Design of low molecular weight pectin and its nanoparticles through combination treatment of pectin by microwave and inorganic salts

This study examined primarily the molecular weight and degree of esterification profiles of pectin in response to treatment by microwave as a function of irradiation duration in combination with monovalent (sodium chloride) or divalent (calcium acetate) inorganic salt. The possibility of formation and physical attributes of nanoparticles prepared form these pectins were assessed against their suitability for use as nanocarrier in cancer therapy. The pectin was treated by microwave (900 W) with inorganic salts as the promoter of superheating at liquid state. Its molecular weight, degree of esterification, viscosity, particle size, zeta potential and elemental content were determined. The pectin was subjected to nanospray drying with the size, zeta potential and morphology of the formed nanoparticles examined. The use of calcium acetate translated to the formation of pectin with lower molecular weight and degree of esterification, but higher solution viscosity than that of sodium chloride. Fourier transform infrared spectroscopy, particle size and elemental content analysis indicated such pectin had its molecules crosslinked by soluble calcium at COO− moiety in liquid phase.

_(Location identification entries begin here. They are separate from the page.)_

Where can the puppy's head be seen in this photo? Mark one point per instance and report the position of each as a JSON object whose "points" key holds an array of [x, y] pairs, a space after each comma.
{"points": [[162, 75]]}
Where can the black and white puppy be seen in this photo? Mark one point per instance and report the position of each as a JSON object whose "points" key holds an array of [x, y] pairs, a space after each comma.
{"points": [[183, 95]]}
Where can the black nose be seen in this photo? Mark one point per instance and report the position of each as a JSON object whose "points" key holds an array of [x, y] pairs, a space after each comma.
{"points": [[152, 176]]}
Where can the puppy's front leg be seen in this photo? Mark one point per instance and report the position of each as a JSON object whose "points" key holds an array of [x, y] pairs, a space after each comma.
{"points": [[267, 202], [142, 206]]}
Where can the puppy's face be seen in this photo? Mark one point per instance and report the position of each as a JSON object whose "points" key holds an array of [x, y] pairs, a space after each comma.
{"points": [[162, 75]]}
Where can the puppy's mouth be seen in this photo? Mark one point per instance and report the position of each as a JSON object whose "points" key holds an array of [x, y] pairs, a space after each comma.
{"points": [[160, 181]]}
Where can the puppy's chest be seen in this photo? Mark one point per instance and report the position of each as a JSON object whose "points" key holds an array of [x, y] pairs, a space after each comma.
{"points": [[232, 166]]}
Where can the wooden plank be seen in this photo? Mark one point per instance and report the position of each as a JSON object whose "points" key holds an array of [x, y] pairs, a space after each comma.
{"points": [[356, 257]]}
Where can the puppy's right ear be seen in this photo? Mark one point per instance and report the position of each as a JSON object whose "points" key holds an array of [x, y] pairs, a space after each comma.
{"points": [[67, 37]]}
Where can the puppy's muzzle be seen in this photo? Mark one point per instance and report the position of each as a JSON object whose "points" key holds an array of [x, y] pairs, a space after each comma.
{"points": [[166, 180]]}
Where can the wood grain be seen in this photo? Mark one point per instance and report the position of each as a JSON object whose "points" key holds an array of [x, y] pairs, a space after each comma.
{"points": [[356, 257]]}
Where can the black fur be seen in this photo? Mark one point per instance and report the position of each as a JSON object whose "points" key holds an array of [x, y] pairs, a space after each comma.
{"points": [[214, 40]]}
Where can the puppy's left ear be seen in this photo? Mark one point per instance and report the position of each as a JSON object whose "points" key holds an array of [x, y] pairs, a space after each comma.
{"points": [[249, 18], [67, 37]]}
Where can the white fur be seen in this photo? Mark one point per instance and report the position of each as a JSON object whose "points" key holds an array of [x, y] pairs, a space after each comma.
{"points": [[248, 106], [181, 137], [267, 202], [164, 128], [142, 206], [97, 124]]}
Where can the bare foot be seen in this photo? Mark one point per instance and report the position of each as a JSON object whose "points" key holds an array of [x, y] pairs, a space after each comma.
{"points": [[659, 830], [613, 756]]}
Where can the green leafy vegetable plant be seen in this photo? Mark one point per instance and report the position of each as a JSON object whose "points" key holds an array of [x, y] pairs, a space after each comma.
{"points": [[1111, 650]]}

It experienced a higher heat transfer through salt bridges and chain breakdown propensity particularly with prolonged duration of treatment. The formed nanoparticles were characterized by a mean size smaller than 600 nm and were envisaged appropriate for use as nanocarrier of cancer therapeutics with respect to permeation and retention attributes of tumour vasculature. The combination of microwave with multivalent inorganic salt is a viable approach for use to convert the pectin into matrix material of nanoparticles.